Workload Health¶

Five monitors cover higher-level workload objects: rollouts, jobs, cronjobs, autoscalers, daemonsets.

rollout_stuck¶

warning when a Deployment's Progressing condition is not True and its LastUpdateTime is older than threshold. Also flags StatefulSets whose readyReplicas < replicas for longer than threshold.

monitors:
  rollout_stuck:
    enabled: true
    threshold: 15m

Common causes: image pull failure, failing readiness probe, insufficient cluster capacity.

job_failed¶

warning whenever a batch Job hits the Failed=True condition.

monitors:
  job_failed:
    enabled: true

Fires once per Job (dedupe key includes the Job name). Helm hook jobs, migration jobs, scheduled batch all covered.

cronjob_missed¶

Periodic scan (every 1m) that parses each CronJob's schedule with the standard cron parser and counts how many expected runs were skipped since lastScheduleTime.

monitors:
  cronjob_missed:
    enabled: true
    miss_threshold: 2

Suspended CronJobs (.spec.suspend: true) are skipped.

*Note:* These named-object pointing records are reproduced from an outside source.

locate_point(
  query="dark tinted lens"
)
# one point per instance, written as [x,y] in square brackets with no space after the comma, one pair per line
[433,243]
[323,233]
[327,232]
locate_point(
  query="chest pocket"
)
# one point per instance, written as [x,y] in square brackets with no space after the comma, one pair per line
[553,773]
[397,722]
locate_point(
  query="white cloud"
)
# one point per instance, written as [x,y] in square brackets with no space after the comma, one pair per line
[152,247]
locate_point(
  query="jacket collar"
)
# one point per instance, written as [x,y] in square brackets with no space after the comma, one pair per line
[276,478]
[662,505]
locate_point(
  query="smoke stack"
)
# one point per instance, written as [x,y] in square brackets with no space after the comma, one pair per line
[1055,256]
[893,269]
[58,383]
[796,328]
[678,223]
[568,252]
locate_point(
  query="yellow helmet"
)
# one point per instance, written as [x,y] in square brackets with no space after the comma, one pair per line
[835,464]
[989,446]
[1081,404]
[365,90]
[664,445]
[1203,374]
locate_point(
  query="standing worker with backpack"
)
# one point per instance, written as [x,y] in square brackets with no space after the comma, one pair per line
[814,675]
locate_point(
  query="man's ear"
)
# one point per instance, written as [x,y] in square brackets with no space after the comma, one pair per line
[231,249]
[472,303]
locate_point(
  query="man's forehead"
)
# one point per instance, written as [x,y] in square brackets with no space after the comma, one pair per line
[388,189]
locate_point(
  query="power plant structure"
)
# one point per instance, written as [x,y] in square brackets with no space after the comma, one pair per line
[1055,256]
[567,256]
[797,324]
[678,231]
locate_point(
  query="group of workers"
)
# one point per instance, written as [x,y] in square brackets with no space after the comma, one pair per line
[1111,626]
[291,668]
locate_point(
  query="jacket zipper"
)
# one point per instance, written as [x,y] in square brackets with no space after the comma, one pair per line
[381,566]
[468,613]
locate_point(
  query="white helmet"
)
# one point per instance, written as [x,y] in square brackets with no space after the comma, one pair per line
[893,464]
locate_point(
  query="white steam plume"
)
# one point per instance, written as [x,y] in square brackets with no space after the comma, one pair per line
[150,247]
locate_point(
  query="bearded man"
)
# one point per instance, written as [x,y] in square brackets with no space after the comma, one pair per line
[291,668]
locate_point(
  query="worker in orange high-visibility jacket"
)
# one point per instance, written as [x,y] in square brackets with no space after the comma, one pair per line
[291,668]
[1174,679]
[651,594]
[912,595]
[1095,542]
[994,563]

Fires warning when missed runs reach miss_threshold. For a */5 * * * * job with miss_threshold: 2, you'll be alerted ~10 minutes after the job stops running.

hpa_at_max¶

Tracks per-HPA: when currentReplicas == maxReplicas continuously for >= duration, fires warning. Clears (resets the timer) when the HPA scales down.

monitors:
  hpa_at_max:
    enabled: true
    duration: 30m

Signal that you probably need to raise maxReplicas or scale the underlying nodes.

daemonset_unscheduled¶

Tracks per-DaemonSet: when desiredNumberScheduled != numberReady for longer than threshold, fires warning.

monitors:
  daemonset_unscheduled:
    enabled: true
    threshold: 10m

Common causes: taint mismatch, pull failure, node selector mistake. The 10-minute floor avoids false positives during rolling node upgrades.